外資系ホテルのオープンラッシュで活況を呈するベトナムのファインダイニング
Vietnam [Ho Chi Minh City]
2025.05.01

text by Rie Suzuki
「パークハイアット・サイゴン」のメインダイニング「スクエア・ワン」の2024年メニューから「削いだイカ、ウニのビスク添え」。
2025年、開業20周年を迎えたホテル「パークハイアット・サイゴン(Park Hyatt Saigon)」。ホーチミンやハノイなどベトナムの主要都市で外資系ホテルのオープンラッシュが続く中、いち早く上陸し、外国人シェフによるファインダイニングシーンを長く牽引してきた。

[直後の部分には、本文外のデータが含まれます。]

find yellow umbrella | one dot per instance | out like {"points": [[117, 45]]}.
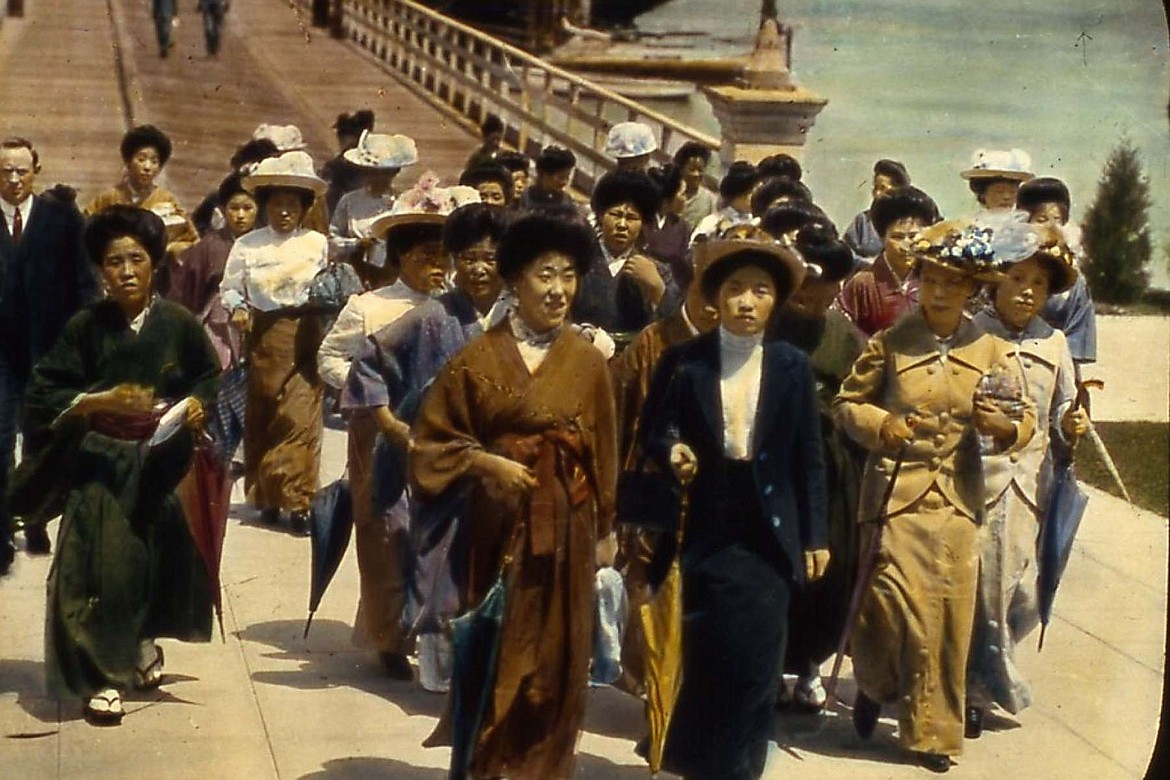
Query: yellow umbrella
{"points": [[661, 619]]}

メインダイニングの「スクエア・ワン(Square One)」は、2つのオープンキッチンを持ち、ベトナム人シェフ、ニン・ル・トラン・ハン(Ninh Le Trung Hau)氏によるベトナム料理と、フランス出身のシェフ、アルノー・ショータームフ(Arnaud Schutturmpf)氏によるフランス料理を提供。アニバーサリーレストランとして地元ベトナム人の憧れの場所であり、また、ランチタイムには近隣オフィスからのビジネスランチの需要も高い。


いっぽう、1日中ホテル内外のゲストで賑わうオールデイダイニング「オペラ」を率いるルカ・カペラート(Luca Cappelato)氏はミラノ出身。東南アジアのラグジュアリー外資系ホテルのキッチンを経て、2024年、オペラのシェフに着任した。現在はベトナムの風土や地元客の嗜好を理解した上で、イタリア伝統の食文化を伝えながら、海外からのビジネスや旅行客にとっても居心地のよいダイニングであるよう、地元のマネージメントやスタッフらと良好なチームを組む。
著しい経済成長を続けるベトナムでは、ますますファインダイニングへの需要が期待される。2012年にオープンした、ラグジュアリーホテル「インターコンチネンタル・ダナン・サン・ペニンシュラリゾート」のメインダイニング「ラ・メゾン1888」では、フランスの星付きシェフをプロデューサーに、総料理長も国外から迎え、2024年にはベトナム中部で初のミシュランを獲得している。外国人シェフにとっても、現地の食文化への知見を深めながら、自身のルーツや経験をいかに表現できるかが求められるだろう。美食都市としての将来が楽しみだ。